Elle recule et elle part d'un niveau faible. L'enquête PISA existe depuis 2000 et depuis 2000, la France y a un score moyen relativement faible et ce qui est encore plus inquiétant, des scores qui sont très hétérogènes. On a d'excellents élèves, qui réussissent très bien au PISA, et on a beaucoup d'élèves en grande difficulté. Ce qui est encore plus inquiétant, c'est que ces difficultés sont extraordinairement corrélées avec l'origine sociale. La France est le pays de l'OCDE où l'origine sociale est la plus prédictive des succès ou des difficultés en éducation.
Pour y remédier, on a vu parmi les chantiers lancés par Gabriel Attal, la mise en place de groupes de niveau en math et en français, pour les classes de sixième et de cinquième, dès la rentrée prochaine. Est-ce que c'est une bonne idée ?
La vérité, c'est qu'on ne le sait pas, parce que cela a très peu été évalué, et ça n'a jamais été évalué dans les circonstances spécifiques du système français. Pour la recherche qui a été cataloguée par le laboratoire "Idée" à l'école d'économie de Paris, les expériences qui ont eu lieu dans d'autres pays ne sont pas concluantes pour les groupes de niveau permanents. Ce qu'on sait être très efficace, c'est l'attention portée à chaque élève dans des groupes de niveau beaucoup plus fluides. Mais les groupes de niveau figés, non.
Alors ils ne sont pas figés, on peut passer d'un groupe à un autre.
Ce qui n'est pas figé, c'est la description qui en a été donnée ! Parfois, ça s'appelle "groupes de besoins" avec l'idée que ce n'est pas figé, mais dans les annonces, c'était plutôt "groupes de niveau". Et comme Gabriel Attal n'est plus là pour superviser la manière dont ce sera mis en œuvre, on ne sait pas exactement. C'est pour ça que ce cycle de conférences est sur l'expérimentation. Lancer une idée en faisant d'abord une véritable expérimentation, ça aurait été une approche raisonnable.
Donc ce que vous préconisez, c'est plutôt d'aborder les questions des inégalités scolaires de manière empirique, à travers des expérimentations, et ensuite de voir si elles fonctionnent ou pas.
Voilà, il faut commencer par là.
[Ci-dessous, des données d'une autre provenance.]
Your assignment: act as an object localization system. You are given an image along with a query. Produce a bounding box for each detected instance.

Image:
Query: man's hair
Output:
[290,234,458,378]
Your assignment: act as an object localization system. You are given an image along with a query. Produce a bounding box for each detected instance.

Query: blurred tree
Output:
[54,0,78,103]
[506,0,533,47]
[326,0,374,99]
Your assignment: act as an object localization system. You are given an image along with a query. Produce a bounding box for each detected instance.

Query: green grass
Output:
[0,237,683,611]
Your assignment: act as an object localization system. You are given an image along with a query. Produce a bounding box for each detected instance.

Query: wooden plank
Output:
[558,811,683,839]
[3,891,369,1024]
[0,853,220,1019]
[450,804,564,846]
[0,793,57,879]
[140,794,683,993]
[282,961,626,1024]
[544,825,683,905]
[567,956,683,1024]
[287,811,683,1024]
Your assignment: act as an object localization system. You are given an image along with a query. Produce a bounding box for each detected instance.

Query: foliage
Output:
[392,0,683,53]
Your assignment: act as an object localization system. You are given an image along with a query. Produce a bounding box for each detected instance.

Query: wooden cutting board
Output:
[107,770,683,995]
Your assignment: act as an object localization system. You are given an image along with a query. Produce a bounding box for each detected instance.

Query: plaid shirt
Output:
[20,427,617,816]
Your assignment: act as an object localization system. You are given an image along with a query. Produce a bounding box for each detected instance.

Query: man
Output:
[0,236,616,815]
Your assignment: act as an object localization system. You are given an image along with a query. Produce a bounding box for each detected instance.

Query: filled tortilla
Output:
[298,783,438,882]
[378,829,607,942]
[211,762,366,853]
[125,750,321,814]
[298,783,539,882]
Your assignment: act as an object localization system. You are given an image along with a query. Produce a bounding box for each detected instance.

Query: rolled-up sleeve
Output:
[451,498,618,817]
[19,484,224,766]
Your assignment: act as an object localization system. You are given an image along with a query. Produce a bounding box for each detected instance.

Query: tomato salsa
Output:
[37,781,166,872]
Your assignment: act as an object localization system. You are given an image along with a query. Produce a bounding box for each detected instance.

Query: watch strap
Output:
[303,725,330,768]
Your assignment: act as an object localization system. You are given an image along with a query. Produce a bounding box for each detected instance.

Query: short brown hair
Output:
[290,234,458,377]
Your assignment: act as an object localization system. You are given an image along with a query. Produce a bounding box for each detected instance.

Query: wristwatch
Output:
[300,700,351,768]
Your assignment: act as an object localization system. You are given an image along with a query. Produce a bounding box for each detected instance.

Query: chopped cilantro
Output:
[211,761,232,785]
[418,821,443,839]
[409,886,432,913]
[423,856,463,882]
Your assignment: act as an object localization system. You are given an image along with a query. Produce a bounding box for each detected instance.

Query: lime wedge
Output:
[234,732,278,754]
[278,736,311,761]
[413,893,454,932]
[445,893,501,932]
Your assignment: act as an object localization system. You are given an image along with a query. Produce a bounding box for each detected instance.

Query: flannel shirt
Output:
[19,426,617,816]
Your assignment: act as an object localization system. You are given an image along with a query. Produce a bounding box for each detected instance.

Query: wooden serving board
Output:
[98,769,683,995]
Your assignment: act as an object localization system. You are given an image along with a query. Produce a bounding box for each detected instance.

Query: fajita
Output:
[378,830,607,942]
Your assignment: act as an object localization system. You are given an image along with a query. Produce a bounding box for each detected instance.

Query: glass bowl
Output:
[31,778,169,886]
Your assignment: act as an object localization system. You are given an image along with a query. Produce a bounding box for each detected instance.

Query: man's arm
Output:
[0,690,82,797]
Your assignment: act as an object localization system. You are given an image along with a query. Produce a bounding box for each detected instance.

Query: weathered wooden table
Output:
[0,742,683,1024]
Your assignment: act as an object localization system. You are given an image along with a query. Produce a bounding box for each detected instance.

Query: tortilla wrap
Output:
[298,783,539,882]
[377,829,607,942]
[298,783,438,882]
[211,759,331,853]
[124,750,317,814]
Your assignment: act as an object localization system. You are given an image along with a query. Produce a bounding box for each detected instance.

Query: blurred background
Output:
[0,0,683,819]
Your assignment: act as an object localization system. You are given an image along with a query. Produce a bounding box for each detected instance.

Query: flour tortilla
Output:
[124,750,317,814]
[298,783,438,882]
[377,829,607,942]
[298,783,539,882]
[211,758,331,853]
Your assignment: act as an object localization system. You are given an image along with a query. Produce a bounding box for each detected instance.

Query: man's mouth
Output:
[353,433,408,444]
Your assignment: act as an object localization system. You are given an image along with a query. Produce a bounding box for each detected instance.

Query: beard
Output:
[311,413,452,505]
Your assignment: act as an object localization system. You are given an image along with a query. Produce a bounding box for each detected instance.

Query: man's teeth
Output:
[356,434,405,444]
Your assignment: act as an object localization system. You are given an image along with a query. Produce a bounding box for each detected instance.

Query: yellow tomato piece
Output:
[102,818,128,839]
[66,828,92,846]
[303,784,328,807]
Par ailleurs, un autre sujet sur lequel on n'a même pas besoin d'expérimentations, c'est qu'une autre caractéristique de la France est d'être un des pays de l'OCDE où la rémunération des enseignants est la plus faible par rapport aux autres gens de même niveau d'éducation. Les pays de l'OCDE, où les enfants font le mieux, comme par exemple la Corée du Sud, sont les pays où les enseignants sont les mieux payés. Alors ça ne veut pas dire qu'il y a un rapport immédiat de cause à effet entre les salaires des enseignants et les performances. Mais il y a quand même une réalité en France, qui est que le collège est depuis longtemps, peut-être depuis toujours, le parent pauvre du système éducatif. Il y a plus de d'efforts, d'imagination et de ressources concentrées sur le primaire et sur le lycée. Donc cette attention sur le collège dans les annonces de Gabriel Attal était probablement très bienvenue. C'était bien qu'on s'attaque enfin au collège. Mais la priorité absolue, c'est de recruter. Or, on n'arrive pas à recruter aujourd'hui les besoins minimaux, les concours de recrutement ne sont pas pourvus. Parce que la profession d'enseignant n'est pas attractive aujourd'hui en France.
Donc il faut augmenter les rémunérations. Ça a été mis en œuvre aussi avec le fameux pacte.
Ça a été mis en œuvre, mais de manière partielle, de manière conflictuelle. Pour faire passer la France au niveau moyen de l'OCDE, il faut commencer par avoir une augmentation de rémunération inconditionnelle. À partir de là, on aurait pu se mettre dans une position plus sereine, pour commencer à s'interroger sur les problèmes au collège, pourquoi ces inégalités se perpétuent ? Qu'est-ce qu'on peut faire ? Expérimentons comme ci ou comme ça... C'est beaucoup plus facile de le faire, dans un environnement où il y a le personnel pour le faire. Avec un personnel qui se sente considéré et pas traité comme la cinquième roue du carrosse à tous les tournants possibles.